The chart below highlights this sustained upward movement since mid-2025, with bullish momentum confirmed by rising moving averages and a recovering MACD crossover, consistent with previous mid-cycle strength phases seen in earlier halvings.

If this pattern holds, the market could be approaching a stage where Bitcoin dominance peaks before potentially rotating into large-cap altcoins later in the year.
The 18-Month Question: Will There Be a Crash?
In previous cycles, markets peaked 12–18 months after the halving before entering deep corrections. If the pattern holds, this cycle could top out in late 2025.
Why a correction could still happen:
- Speculative excess always unwinds, even with institutional involvement.
- Late-cycle retail mania could inflate smaller-cap assets.
- Miner profit-taking tends to accelerate after major rallies.
Why this time might be different:
- Institutional hedging could soften volatility.
- Supportive liquidity and Fed policies may extend risk-on conditions.
- Corrections might come in smaller waves, rather than one steep crash.
A correction remains likely, though it may be less severe than the 80–90% drawdowns of past cycles.
What to watch before and after the halving
- Mining activity: If miners slow down or switch off machines, it can affect Bitcoin’s supply and price.

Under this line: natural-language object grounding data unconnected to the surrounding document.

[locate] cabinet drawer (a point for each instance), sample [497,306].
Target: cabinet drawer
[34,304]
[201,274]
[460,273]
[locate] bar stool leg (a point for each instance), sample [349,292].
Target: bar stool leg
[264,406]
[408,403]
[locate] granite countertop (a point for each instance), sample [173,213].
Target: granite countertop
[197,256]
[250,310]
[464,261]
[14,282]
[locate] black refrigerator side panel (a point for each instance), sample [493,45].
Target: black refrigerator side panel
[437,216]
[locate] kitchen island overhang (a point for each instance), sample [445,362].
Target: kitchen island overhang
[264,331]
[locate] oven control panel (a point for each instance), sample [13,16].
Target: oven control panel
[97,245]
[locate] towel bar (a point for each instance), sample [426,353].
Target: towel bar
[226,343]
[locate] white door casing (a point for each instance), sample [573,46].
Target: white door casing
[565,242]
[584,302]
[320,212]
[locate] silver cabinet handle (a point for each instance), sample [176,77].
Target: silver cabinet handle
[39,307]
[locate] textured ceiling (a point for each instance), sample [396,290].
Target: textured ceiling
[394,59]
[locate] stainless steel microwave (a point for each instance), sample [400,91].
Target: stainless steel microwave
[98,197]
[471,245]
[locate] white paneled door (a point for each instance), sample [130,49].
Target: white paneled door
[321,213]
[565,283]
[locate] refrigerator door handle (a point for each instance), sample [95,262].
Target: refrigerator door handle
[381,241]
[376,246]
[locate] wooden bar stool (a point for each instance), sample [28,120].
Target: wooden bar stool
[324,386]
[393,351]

- Trading activity: Watch open interest and funding rates — they show how much money is flowing into crypto trades.
- Market mood: Bitcoin often moves in line with tech stocks and overall risk appetite.
- Economic news: U.S. rate cuts, inflation data, or ETF inflows can all impact crypto liquidity and short-term moves.
Crypto and Stocks: Converging Behaviour
Bitcoin now behaves much like a high-beta tech stock, rising faster in bull markets and falling harder in downturns. Its growing correlation with equities reflects the influence of ETFs and corporate treasuries treating it as a mainstream asset class.
This has a double edge. Mainstream adoption could stabilise Bitcoin and attract long-term capital, but it may also temper the explosive, retail-driven rallies that once defined crypto.
Conclusion: The Halving Cycle Evolves
The 2024 halving has reaffirmed Bitcoin’s supply logic but revealed how much the surrounding market has matured. Institutional flows dominate, volatility has softened, and crypto’s link to traditional finance is tightening.
Altseason may still come, but later, and more selectively. Corrections are inevitable but likely milder.
The halving cycle isn’t dead. It’s simply evolving. As 2025 unfolds, traders should respect historical patterns while recognising that this maturing market no longer plays by the same rules.